We load a dataset of rental and sale listings from Gumtree, each with a rich free-text description field. This field contains unstructured information about the property and will serve as our main input for NLP. The target variable is type, which labels each listing as either “rental” or “sales”.
We apply Multiple Factor Analysis (MFA) to explore joint patterns in a dataset containing both categorical and numerical variables describing property listings.
MFA is a powerful method for: - Combining mixed data types (e.g., room counts, prices, parking types) - Balancing groups of variables so no group dominates the analysis - Producing interpretable low-dimensional components for clustering or visualization
We first select and clean relevant columns, treating all categorical variables as strings.

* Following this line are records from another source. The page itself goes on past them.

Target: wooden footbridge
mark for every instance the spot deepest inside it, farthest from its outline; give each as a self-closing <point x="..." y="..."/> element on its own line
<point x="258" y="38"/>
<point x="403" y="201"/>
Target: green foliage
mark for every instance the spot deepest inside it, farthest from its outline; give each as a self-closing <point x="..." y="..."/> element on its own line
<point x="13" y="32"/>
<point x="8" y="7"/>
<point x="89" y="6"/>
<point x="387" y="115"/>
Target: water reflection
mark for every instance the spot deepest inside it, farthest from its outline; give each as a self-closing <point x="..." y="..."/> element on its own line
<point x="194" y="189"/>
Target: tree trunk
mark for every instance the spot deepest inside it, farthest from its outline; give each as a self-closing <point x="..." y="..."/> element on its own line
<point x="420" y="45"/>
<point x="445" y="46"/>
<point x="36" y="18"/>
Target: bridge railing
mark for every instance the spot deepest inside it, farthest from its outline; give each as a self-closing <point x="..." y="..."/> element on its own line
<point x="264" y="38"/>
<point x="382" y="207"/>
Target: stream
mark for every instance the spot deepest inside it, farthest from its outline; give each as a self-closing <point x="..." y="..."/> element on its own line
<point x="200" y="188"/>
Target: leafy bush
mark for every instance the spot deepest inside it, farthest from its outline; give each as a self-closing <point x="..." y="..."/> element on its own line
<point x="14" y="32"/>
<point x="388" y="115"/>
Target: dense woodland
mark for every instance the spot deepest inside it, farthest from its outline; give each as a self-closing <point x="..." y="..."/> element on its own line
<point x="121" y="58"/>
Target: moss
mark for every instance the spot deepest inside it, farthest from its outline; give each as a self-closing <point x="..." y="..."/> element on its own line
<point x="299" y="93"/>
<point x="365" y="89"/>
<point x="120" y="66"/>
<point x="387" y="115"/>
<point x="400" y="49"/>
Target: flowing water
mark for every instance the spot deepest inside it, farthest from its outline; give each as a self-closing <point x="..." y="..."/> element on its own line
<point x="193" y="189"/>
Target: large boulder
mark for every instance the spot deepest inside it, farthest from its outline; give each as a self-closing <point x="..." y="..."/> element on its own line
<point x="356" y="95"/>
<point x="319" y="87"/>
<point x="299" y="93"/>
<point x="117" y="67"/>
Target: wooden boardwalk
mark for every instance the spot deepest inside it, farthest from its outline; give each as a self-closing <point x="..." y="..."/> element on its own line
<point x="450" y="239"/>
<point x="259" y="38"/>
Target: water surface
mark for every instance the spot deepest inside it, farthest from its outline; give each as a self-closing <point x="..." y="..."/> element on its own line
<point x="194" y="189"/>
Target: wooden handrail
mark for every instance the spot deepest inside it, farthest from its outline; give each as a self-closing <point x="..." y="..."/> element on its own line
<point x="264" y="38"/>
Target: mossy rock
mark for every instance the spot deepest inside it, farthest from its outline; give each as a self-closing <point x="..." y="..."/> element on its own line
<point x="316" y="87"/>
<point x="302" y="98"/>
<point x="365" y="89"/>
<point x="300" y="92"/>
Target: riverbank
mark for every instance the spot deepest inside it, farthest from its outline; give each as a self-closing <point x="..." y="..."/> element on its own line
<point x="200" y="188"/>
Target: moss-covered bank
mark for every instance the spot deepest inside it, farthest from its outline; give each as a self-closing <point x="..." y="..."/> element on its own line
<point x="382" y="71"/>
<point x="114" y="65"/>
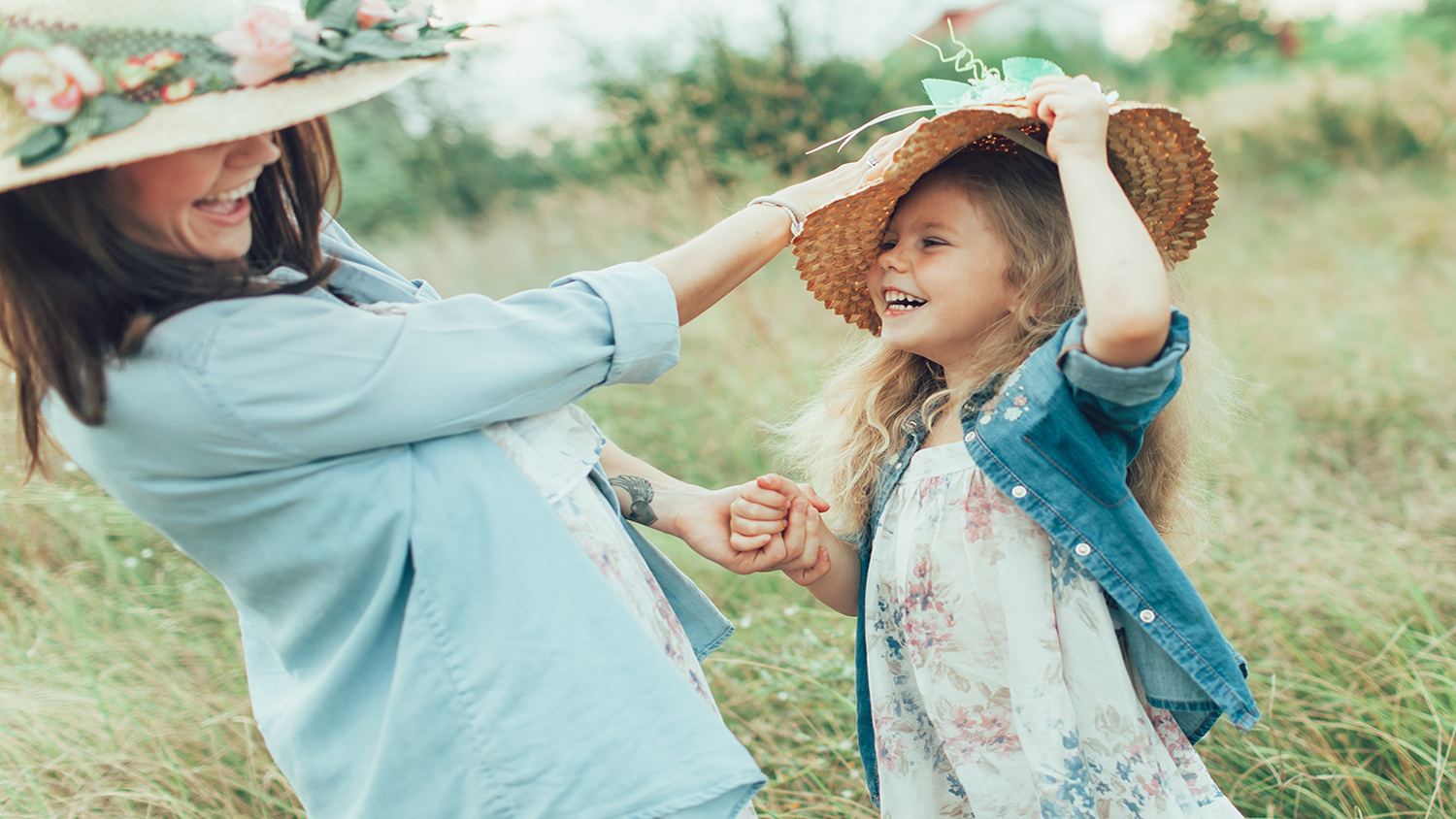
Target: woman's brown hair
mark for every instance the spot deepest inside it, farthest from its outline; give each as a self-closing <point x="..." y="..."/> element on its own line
<point x="76" y="294"/>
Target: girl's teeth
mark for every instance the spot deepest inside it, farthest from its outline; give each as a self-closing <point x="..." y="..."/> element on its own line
<point x="232" y="195"/>
<point x="903" y="300"/>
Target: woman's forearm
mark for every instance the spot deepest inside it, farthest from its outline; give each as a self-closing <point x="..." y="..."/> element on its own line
<point x="708" y="268"/>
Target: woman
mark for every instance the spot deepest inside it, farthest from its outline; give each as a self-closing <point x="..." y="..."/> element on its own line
<point x="436" y="621"/>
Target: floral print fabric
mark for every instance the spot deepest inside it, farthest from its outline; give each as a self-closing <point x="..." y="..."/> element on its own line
<point x="996" y="678"/>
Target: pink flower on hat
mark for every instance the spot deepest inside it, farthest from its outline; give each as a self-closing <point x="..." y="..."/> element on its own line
<point x="410" y="32"/>
<point x="375" y="12"/>
<point x="52" y="83"/>
<point x="262" y="43"/>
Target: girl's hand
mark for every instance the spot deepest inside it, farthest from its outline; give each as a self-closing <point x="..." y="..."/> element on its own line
<point x="762" y="509"/>
<point x="1075" y="108"/>
<point x="803" y="534"/>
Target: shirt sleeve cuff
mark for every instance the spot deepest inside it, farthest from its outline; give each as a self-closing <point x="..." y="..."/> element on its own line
<point x="644" y="319"/>
<point x="1126" y="386"/>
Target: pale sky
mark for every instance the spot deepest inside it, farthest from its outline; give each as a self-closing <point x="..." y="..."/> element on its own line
<point x="532" y="70"/>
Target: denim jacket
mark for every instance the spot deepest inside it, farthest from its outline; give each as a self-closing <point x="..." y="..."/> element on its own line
<point x="1057" y="437"/>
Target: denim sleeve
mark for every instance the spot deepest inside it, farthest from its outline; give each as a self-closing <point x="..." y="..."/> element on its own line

Each point represents a category of a qualitative variable (e.g. bedrooms_3, covered, garage)
Points are placed in the factor space defined by the first two dimensions (Dim1 and Dim2)
Categories that are closer together are more similar in terms of their contribution to the underlying MFA structure
Categories that are farther from the origin contribute more strongly to the structure captured by these dimensions
This visualisation helps us:
Explore associations between levels of qualitative variables
Group similar categories (e.g., homes with 4+ bedrooms)
Spot outliers or standout categories (e.g., studio_or_bachelor_pad)
Code
fviz_mfa_var(mfa_res, "quali.var")
After examining the positions of qualitative categories in the factor space, we now look at how much each category contributes to the construction of each dimension.
Each number represents the percentage contribution of a specific category to a given dimension. For example:
bathrooms_4 contributes 8.62% to Dim1
studio_or_bachelor_pad contributes 28.5% to Dim5
bathrooms_2 contributes 15.84% to Dim4, making it one of the key drivers of that dimension
For interpretation:
Higher contribution values = the category helps define that dimension
If several categories of the same variable contribute to the same dimension, that dimension likely captures a latent trait related to that variable (e.g. household size, parking quality)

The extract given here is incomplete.